宮殿の玄関広間を抜け、大小の廊下を抜けた先、小さな部屋に隠された入り口を開く。
そこの狭い通路と階段を下ると、彌凪と嵐丸がいた『封印の部屋』の広間へたどり着いた。
「ここに、昔の王族の方がいらっしゃったのですね……」
「うん……彼らはもういないけど……」
広間はわたしたちの声が響くほど静かである。
わたしとルゥクが、彌凪と嵐丸を相手に戦ったのがずいぶん昔に思えてしまう。
みんなには彼らの話を聞かせている。
その上で、今日は来てもらわなければならなかった。
「この部屋に何かあるの?」
「いいや、用があるのはさらに奥の部屋だよ」
広間の奥。水晶の壁があったところのやや手前、彌凪に言われるまで気付かなかったのだが、そこに壁と目立たない色で扉があるのだ。
ぎぃいいいい…………。
壁と同じ石の素材で造った扉は、相当力を込めないと開かないほど重い。
そして、さらにゴツゴツした洞窟の通路をくぐると――――
「えっ!? 外!?」
「なんだよ。
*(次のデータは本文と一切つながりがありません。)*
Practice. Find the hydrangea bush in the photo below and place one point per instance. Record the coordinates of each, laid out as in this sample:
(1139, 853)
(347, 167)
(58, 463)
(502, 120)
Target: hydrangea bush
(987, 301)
ここって外から直通だったのか?」
封印の部屋の広間より、高さも広さ倍以上はある空間が現れた。
ここは光も入るし、地面にも草や木が生えている。
「外は見えるけど、洞窟の天井が開けているだけで奥は袋小路なんだ。だから光も雨も入るけど、結界のせいであの穴からの出入りはできない」
「ほう、まさか宮殿の奥にこんな場所があるとはのぅ」
「ねぇ、ここって何なの?」
「ここは――――」
みんなに説明しようとした時、
「あーっ!! お姉ちゃんたち戻ってきたー!!」
「うわっ!! 人がいっぱいいるー!!」
少し離れた場所、わたしたちを見付けて“小さな子供たち”が元気に手を振っていた。